De son côté, Faure Essozimna Gnassingbé a souligné que la réussite de l’intégration africaine se mesure avant tout à travers des résultats concrets pour les populations et les entreprises.

Selon lui, cela passe notamment par l’ouverture de nouvelles liaisons aériennes, la réduction des coûts de transport, la diminution des délais de déplacement et la simplification des échanges entre les pays africains.

Il a plaidé pour une accélération de la mise en œuvre du projet de ciel unique africain, en appelant à une meilleure coordination entre les gouvernements, les régulateurs et les opérateurs privés du secteur.

Des dirigeants appelés à transformer les engagements en actions

Présent à la cérémonie, l’ancien président nigérian Olusegun Obasanjo a invité les responsables africains à dépasser le stade des déclarations politiques pour privilégier des actions concrètes.

Il a notamment insisté sur l’urgence de réduire les coûts du transport aérien, d’améliorer la connexion entre les grandes villes africaines et de faire de l’aviation un moteur du commerce, du tourisme et de l’intégration économique.

Pour les participants, le développement d’un réseau aérien africain plus accessible constitue une condition essentielle pour rapprocher les marchés, faciliter les investissements et renforcer les échanges intra-africains.
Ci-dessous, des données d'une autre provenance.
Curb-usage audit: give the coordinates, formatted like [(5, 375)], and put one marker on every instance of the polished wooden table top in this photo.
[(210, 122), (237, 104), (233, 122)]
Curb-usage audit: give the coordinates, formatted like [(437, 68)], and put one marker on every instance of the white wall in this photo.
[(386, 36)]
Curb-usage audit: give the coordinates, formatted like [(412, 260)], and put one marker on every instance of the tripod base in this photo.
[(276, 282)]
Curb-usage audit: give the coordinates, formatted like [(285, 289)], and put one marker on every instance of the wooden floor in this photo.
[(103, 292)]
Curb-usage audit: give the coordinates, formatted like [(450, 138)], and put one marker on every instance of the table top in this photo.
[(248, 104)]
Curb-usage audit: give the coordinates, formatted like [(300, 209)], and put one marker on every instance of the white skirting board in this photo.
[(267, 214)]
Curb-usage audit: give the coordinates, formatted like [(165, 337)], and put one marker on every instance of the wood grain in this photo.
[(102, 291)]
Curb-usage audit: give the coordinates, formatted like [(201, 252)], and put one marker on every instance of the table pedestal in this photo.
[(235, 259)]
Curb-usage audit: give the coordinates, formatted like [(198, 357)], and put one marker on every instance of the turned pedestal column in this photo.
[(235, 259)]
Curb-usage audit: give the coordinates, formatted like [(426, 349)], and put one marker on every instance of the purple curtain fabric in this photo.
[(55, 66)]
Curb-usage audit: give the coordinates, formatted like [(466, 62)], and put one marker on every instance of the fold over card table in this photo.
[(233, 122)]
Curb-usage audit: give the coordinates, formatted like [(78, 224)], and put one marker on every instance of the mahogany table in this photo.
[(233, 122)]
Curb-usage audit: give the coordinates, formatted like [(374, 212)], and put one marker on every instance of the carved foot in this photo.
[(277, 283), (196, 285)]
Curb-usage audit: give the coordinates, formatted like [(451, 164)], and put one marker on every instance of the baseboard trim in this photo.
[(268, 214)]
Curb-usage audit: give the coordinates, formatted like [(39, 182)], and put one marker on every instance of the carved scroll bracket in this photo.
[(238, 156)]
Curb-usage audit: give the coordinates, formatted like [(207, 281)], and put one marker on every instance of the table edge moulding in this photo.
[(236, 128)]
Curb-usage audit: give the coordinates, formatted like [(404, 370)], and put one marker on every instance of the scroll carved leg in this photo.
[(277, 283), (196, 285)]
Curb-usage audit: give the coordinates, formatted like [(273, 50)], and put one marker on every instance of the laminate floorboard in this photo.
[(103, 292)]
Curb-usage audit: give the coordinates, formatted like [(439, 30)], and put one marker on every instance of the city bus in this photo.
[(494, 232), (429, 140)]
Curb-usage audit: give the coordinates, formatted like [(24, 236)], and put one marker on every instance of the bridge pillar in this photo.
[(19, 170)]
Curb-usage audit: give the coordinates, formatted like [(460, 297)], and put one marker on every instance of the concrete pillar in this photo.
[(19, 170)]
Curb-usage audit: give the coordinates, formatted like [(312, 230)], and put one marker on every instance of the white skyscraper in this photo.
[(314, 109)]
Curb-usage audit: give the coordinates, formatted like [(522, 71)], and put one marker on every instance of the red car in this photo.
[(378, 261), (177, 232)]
Une plateforme de dialogue pour l’avenir de l’aviation africaine

La Convention et Exposition africaines des transports aériens rassemble à Lomé plusieurs catégories d’acteurs : responsables politiques, autorités de régulation, compagnies aériennes, gestionnaires d’aéroports, investisseurs, industriels, centres de formation et opérateurs logistiques.

Pendant cinq jours, les participants échangeront sur les principaux défis du secteur, notamment le financement des infrastructures, la modernisation des équipements, la formation des compétences, la sécurité aérienne et la compétitivité des compagnies africaines.

Le Sénégal représenté par l’ANACIM

Le Sénégal prend part à cette première édition à travers une délégation conduite par le directeur général de l’Agence nationale de l’aviation civile et de la météorologie, Dr Diaga Basse.

Sa participation intervient en l’absence du ministre des Transports terrestres et aériens, Serigne Abdoul Ahad Ndiaye.

À travers cette rencontre de Lomé, les acteurs africains de l’aviation entendent donner un nouvel élan à la construction d’un espace aérien continental plus intégré, plus accessible et capable de soutenir les ambitions économiques de l’Afrique.